Let, $\left(x + 1\right) = u , \sqrt{u} = \sqrt{x + 1} = v$.

Thus, $y = \frac{1}{v} , v = \sqrt{u} , u = x + 1$.

Thus, $y$ is a function of $v , v \text{ of "u, &, u" of } x$.

Therefore, by the Chain Rule,

$\frac{\mathrm{dy}}{\mathrm{dx}} = \frac{\mathrm{dy}}{\mathrm{dv}} \frac{\mathrm{dv}}{\mathrm{du}} \frac{\mathrm{du}}{\mathrm{dx}} \ldots \ldots \ldots . \left(\ast\right)$.
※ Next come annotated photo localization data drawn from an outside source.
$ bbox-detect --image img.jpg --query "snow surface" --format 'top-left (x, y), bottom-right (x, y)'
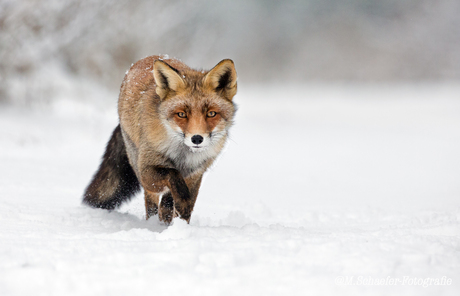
top-left (1, 84), bottom-right (460, 295)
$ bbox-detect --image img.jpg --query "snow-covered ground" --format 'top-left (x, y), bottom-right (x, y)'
top-left (1, 84), bottom-right (459, 295)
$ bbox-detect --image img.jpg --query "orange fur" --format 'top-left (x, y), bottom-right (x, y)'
top-left (84, 55), bottom-right (237, 224)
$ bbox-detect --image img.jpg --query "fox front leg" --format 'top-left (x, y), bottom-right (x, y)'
top-left (140, 166), bottom-right (192, 223)
top-left (144, 190), bottom-right (159, 220)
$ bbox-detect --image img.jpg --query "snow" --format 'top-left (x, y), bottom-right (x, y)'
top-left (1, 84), bottom-right (460, 295)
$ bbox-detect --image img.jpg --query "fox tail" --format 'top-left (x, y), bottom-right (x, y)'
top-left (83, 125), bottom-right (140, 210)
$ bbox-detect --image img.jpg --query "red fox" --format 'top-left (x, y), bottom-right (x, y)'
top-left (83, 55), bottom-right (237, 224)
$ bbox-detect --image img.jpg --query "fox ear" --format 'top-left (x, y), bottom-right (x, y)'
top-left (153, 60), bottom-right (185, 100)
top-left (204, 59), bottom-right (237, 100)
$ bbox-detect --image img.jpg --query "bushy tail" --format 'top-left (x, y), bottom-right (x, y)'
top-left (83, 125), bottom-right (140, 210)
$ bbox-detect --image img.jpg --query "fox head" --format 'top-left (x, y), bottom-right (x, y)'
top-left (153, 59), bottom-right (237, 153)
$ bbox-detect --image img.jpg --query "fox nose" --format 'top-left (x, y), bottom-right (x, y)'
top-left (191, 135), bottom-right (204, 145)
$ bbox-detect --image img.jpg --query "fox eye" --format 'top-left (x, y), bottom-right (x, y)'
top-left (177, 112), bottom-right (187, 118)
top-left (207, 111), bottom-right (217, 118)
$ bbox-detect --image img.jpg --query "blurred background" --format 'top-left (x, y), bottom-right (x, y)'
top-left (1, 0), bottom-right (459, 106)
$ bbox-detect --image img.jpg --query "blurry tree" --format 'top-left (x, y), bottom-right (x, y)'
top-left (0, 0), bottom-right (459, 105)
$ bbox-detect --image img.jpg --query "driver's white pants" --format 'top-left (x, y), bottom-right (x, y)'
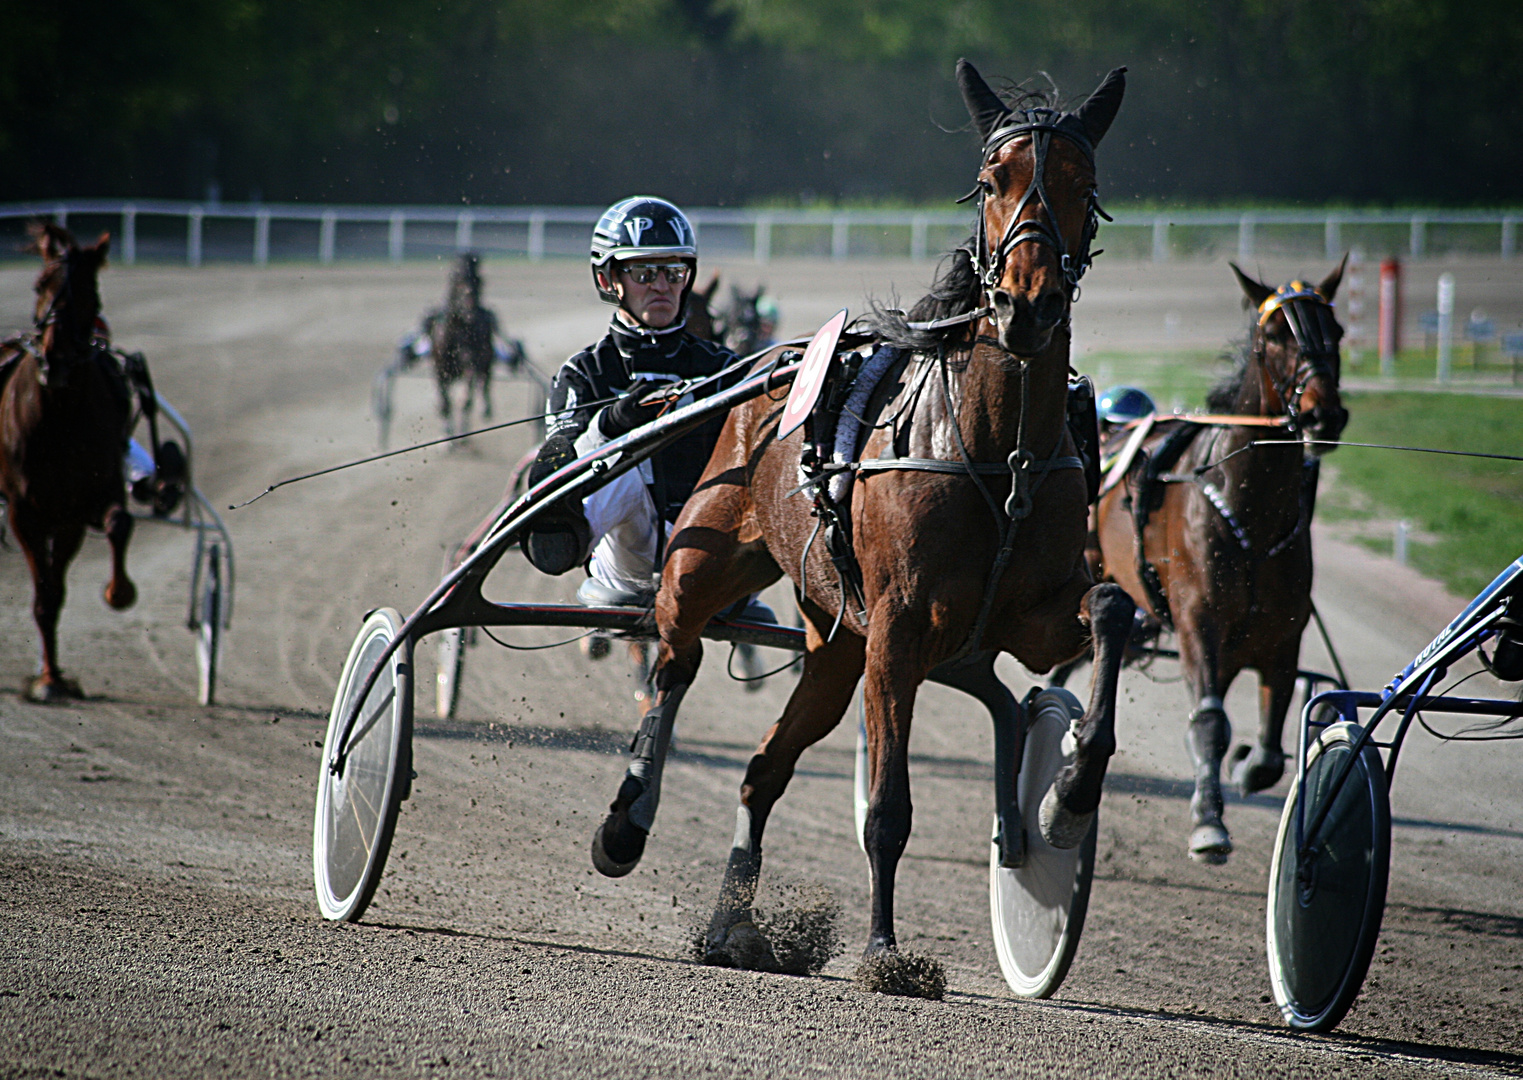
top-left (582, 466), bottom-right (665, 595)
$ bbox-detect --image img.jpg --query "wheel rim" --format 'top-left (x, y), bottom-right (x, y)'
top-left (315, 613), bottom-right (404, 919)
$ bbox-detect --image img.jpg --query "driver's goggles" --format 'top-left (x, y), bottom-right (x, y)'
top-left (622, 262), bottom-right (691, 286)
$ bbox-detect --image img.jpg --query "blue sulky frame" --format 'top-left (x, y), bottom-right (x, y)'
top-left (1268, 554), bottom-right (1523, 1031)
top-left (1294, 555), bottom-right (1523, 854)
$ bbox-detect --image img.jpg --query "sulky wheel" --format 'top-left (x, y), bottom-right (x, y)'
top-left (1266, 721), bottom-right (1390, 1032)
top-left (989, 688), bottom-right (1097, 999)
top-left (435, 627), bottom-right (464, 720)
top-left (313, 608), bottom-right (413, 922)
top-left (194, 540), bottom-right (224, 707)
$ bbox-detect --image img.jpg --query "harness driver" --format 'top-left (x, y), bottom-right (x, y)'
top-left (523, 196), bottom-right (771, 621)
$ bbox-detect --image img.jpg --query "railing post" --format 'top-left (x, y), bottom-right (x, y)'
top-left (1503, 217), bottom-right (1517, 261)
top-left (1152, 215), bottom-right (1169, 263)
top-left (1435, 271), bottom-right (1454, 384)
top-left (122, 206), bottom-right (136, 266)
top-left (1237, 213), bottom-right (1254, 262)
top-left (527, 213), bottom-right (545, 261)
top-left (254, 210), bottom-right (271, 266)
top-left (832, 216), bottom-right (849, 261)
top-left (911, 215), bottom-right (928, 262)
top-left (1409, 214), bottom-right (1426, 259)
top-left (388, 212), bottom-right (405, 264)
top-left (318, 211), bottom-right (337, 264)
top-left (1324, 214), bottom-right (1341, 260)
top-left (754, 215), bottom-right (771, 264)
top-left (455, 210), bottom-right (473, 253)
top-left (55, 207), bottom-right (68, 229)
top-left (187, 208), bottom-right (203, 267)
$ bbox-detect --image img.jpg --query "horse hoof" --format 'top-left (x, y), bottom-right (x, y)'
top-left (103, 580), bottom-right (137, 611)
top-left (580, 633), bottom-right (611, 661)
top-left (1189, 822), bottom-right (1233, 864)
top-left (1038, 787), bottom-right (1093, 850)
top-left (25, 675), bottom-right (83, 703)
top-left (853, 949), bottom-right (946, 1000)
top-left (590, 813), bottom-right (646, 878)
top-left (1230, 743), bottom-right (1286, 796)
top-left (704, 921), bottom-right (778, 972)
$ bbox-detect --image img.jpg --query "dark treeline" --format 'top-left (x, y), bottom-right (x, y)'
top-left (6, 0), bottom-right (1520, 207)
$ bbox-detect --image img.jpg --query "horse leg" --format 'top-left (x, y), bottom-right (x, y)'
top-left (590, 522), bottom-right (780, 878)
top-left (1231, 644), bottom-right (1299, 795)
top-left (705, 604), bottom-right (864, 969)
top-left (1177, 632), bottom-right (1234, 863)
top-left (479, 367), bottom-right (493, 421)
top-left (11, 504), bottom-right (85, 701)
top-left (437, 375), bottom-right (454, 437)
top-left (101, 504), bottom-right (136, 611)
top-left (1039, 582), bottom-right (1135, 848)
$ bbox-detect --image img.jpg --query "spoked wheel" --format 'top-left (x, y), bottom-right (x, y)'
top-left (1267, 721), bottom-right (1390, 1031)
top-left (990, 688), bottom-right (1097, 999)
top-left (193, 540), bottom-right (223, 707)
top-left (313, 608), bottom-right (413, 922)
top-left (436, 627), bottom-right (464, 719)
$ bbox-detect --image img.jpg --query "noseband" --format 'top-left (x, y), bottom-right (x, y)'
top-left (1253, 283), bottom-right (1341, 431)
top-left (962, 109), bottom-right (1110, 307)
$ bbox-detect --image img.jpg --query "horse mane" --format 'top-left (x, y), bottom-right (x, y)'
top-left (1206, 339), bottom-right (1252, 412)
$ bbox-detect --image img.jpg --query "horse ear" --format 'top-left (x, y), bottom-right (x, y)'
top-left (1230, 262), bottom-right (1275, 309)
top-left (701, 272), bottom-right (720, 303)
top-left (93, 232), bottom-right (111, 267)
top-left (1319, 253), bottom-right (1348, 302)
top-left (1075, 67), bottom-right (1127, 146)
top-left (25, 220), bottom-right (72, 260)
top-left (957, 58), bottom-right (1009, 142)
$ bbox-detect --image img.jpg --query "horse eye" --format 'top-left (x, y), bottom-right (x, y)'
top-left (979, 177), bottom-right (997, 195)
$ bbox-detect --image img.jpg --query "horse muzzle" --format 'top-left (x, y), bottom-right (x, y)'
top-left (1298, 402), bottom-right (1349, 454)
top-left (992, 288), bottom-right (1068, 356)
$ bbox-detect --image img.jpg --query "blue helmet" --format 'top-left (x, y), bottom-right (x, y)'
top-left (1097, 385), bottom-right (1156, 424)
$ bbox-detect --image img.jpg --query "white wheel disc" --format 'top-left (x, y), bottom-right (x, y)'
top-left (436, 627), bottom-right (463, 719)
top-left (989, 688), bottom-right (1096, 998)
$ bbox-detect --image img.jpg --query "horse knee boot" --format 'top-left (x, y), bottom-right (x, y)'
top-left (591, 685), bottom-right (684, 877)
top-left (1186, 697), bottom-right (1232, 862)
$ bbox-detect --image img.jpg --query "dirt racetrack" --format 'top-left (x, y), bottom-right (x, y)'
top-left (3, 255), bottom-right (1523, 1079)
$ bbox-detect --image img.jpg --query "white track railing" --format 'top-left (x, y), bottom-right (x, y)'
top-left (3, 199), bottom-right (1519, 266)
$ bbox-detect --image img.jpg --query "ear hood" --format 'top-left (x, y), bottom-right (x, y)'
top-left (1075, 67), bottom-right (1127, 146)
top-left (957, 59), bottom-right (1010, 142)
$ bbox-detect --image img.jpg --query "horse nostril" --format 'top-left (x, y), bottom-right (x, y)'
top-left (1033, 291), bottom-right (1068, 327)
top-left (991, 290), bottom-right (1017, 319)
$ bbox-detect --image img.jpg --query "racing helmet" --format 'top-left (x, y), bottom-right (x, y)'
top-left (1096, 385), bottom-right (1156, 424)
top-left (590, 197), bottom-right (698, 310)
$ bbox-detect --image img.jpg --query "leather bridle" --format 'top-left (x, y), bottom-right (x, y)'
top-left (962, 108), bottom-right (1110, 309)
top-left (1252, 283), bottom-right (1342, 432)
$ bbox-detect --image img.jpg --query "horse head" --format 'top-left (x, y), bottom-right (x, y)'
top-left (958, 61), bottom-right (1124, 357)
top-left (27, 222), bottom-right (109, 370)
top-left (1231, 259), bottom-right (1350, 453)
top-left (448, 252), bottom-right (483, 310)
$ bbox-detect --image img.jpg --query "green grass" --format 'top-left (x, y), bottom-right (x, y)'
top-left (1327, 393), bottom-right (1523, 596)
top-left (1079, 350), bottom-right (1523, 597)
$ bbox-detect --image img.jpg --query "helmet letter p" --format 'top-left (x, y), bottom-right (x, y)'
top-left (625, 217), bottom-right (654, 246)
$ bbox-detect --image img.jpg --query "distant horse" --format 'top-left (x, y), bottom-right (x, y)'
top-left (0, 224), bottom-right (138, 701)
top-left (685, 272), bottom-right (722, 343)
top-left (425, 253), bottom-right (500, 437)
top-left (721, 285), bottom-right (773, 356)
top-left (590, 61), bottom-right (1134, 982)
top-left (1076, 261), bottom-right (1348, 862)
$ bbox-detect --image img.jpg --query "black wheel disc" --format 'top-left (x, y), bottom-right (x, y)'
top-left (1267, 722), bottom-right (1390, 1031)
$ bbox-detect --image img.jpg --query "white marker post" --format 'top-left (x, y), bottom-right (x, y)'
top-left (1436, 272), bottom-right (1455, 384)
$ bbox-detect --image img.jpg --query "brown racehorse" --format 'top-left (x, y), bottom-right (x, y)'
top-left (588, 60), bottom-right (1135, 983)
top-left (1085, 262), bottom-right (1348, 862)
top-left (427, 253), bottom-right (499, 436)
top-left (0, 224), bottom-right (137, 701)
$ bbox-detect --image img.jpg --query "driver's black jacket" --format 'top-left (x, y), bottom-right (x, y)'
top-left (546, 317), bottom-right (742, 522)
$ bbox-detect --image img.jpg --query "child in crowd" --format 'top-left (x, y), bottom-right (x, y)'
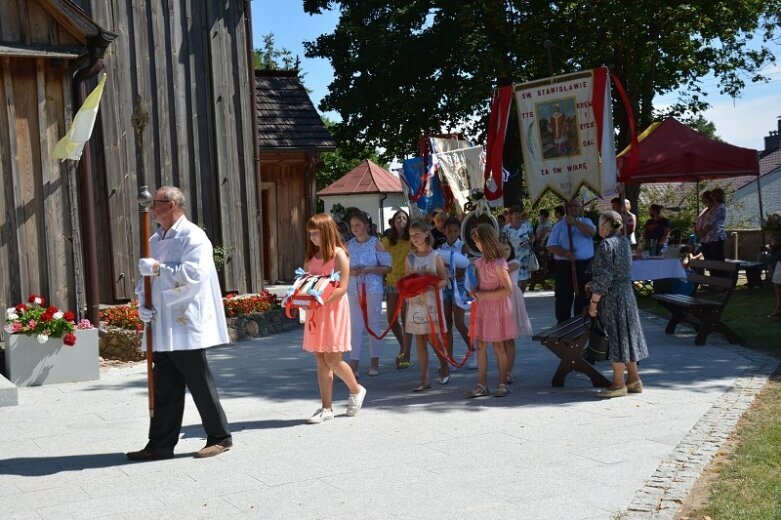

Now, $\frac{\mathrm{dy}}{\mathrm{dv}} = \frac{d}{\mathrm{dv}} \left\{\frac{1}{v}\right\} = - \frac{1}{v} ^ 2. \ldots . . \left({\ast}^{1}\right)$,

$\frac{\mathrm{dv}}{\mathrm{du}} = \frac{d}{\mathrm{du}} \left\{\sqrt{u}\right\} = \frac{1}{2 \sqrt{u}} \ldots \ldots . . \left({\ast}^{2}\right)$, and,

$\frac{\mathrm{du}}{\mathrm{dx}} = \frac{d}{\mathrm{dx}} \left\{x + 1\right\} = 1. \ldots \ldots \ldots \ldots \ldots \ldots \ldots \ldots \ldots \ldots . \left({\ast}^{3}\right)$.

We combine $\left({\ast}^{1}\right) , \left({\ast}^{2}\right) , \left({\ast}^{3}\right) \mathmr{and} \left(\ast\right)$, to get,

$\frac{\mathrm{dy}}{\mathrm{dx}} = \left(- \frac{1}{v} ^ 2\right) \left(\frac{1}{2 \sqrt{u}}\right) \left(1\right) ,$

$= \left(- \frac{1}{u}\right) \left(\frac{1}{2 \sqrt{x + 1}}\right)$.

$\therefore \frac{\mathrm{dy}}{\mathrm{dx}} = - \frac{1}{2 \left(x + 1\right) \sqrt{x + 1}} = - \frac{1}{2 {\left(x + 1\right)}^{\frac{3}{2}}} = - \frac{1}{2 {\left(\sqrt{x + 1}\right)}^{3}}$.